色空間

SDRとHDRの大まかな違いや、伝達関数であるOETFやEOTF、いわゆるガンマについて述べてきた。
映像のダイナミックレンジとして考えた場合にSDRは狭いのか広いのかも全開触れた。

ここで新しい単語、色空間について見てみよう。
色空間とは画を作る際に使用する色と明るさの範囲を合わせた物を指す。
たとえばSDRで想定しているのは放送用規格(bt.709/bt.1886)であれば0.01~0.1-100cd/m2が標準である。もう少し言えばディスプレイの最低輝度と最大輝度で、最大輝度のみ100cd/m2にしておこう、というのが実際の映像制作における事実上のスタンダードとなっており、これがSDRの標準的な色空間である。
HDRの場合、SMPTE ST2084ならば最大10000cd/m2、ARIB STD-B67ではおおよそ1000cd/m2となる。SMPTE ST2084では黒側は最低0.005cd/m2程度で良い、ともされている。
ちなみにこれらはそれぞれ配信やパッケージ向け規格、放送向け規格として用いられている。

とはいえSDRで100cd/m2といっても、映像制作者はその中で広いダイナミックレンジを保とうと創意工夫をしていることは言うまでもないし、そこがカラリストとしての腕でもあると言っていい。

ところで色空間とは今見たものが全てだろうか?
答えはNOで、様々な色空間が提案されている。
カメラメーカーはカメラメーカーごとに色空間を定義し、SDRでもAdobeRGBやProPhotoRGBといった規格が存在している。
これらはbt.709や1886といった、SDR規格を大きく超える情報を想定した0-100%のRGBやYUVの信号である。
単純にそれに対応した表示機器が存在しない、というだけで、業務用であれば例えばカメラメーカーの色空間に対応したモードや、必要に応じてLUTを用いてそれに対応することも可能である(表示しきれるかどうかは別だが)

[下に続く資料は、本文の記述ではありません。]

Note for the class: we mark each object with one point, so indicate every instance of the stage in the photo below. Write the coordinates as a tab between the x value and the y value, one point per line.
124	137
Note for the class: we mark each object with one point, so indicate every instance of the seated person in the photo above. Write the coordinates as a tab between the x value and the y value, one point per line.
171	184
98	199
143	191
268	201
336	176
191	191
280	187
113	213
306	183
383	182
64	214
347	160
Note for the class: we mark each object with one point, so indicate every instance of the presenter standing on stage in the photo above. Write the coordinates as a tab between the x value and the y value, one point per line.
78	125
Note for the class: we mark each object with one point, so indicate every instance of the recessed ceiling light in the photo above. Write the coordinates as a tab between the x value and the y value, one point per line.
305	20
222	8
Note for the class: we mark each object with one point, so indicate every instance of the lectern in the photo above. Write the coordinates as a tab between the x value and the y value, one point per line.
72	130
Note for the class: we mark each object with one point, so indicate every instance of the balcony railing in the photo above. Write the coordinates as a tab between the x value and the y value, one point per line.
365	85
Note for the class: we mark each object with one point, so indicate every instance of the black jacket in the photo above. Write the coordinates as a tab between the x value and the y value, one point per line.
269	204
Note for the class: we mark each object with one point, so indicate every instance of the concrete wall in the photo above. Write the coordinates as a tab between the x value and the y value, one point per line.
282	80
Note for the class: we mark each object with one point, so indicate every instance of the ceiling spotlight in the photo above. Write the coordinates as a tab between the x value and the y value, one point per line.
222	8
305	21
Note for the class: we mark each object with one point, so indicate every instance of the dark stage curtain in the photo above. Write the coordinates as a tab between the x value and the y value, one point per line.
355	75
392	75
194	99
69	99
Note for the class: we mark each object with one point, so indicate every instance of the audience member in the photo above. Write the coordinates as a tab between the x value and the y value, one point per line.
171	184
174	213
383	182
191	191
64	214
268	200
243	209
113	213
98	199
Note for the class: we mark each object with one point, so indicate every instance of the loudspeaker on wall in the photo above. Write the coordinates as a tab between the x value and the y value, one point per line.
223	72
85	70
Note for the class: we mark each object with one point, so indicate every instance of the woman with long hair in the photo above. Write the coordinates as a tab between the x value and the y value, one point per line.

ちなみに映像系で最も幅広いダイナミックレンジと色域をカバーするものはなにか、というと定義が難しいが、一つ例を上げればCIE-XYZやACESが挙げられるだろう。
st2084/rec.2020も相当に広い色空間であるが、これらはそれすら上回る色域を持っていたりもする。機会があればいずれ言及したい。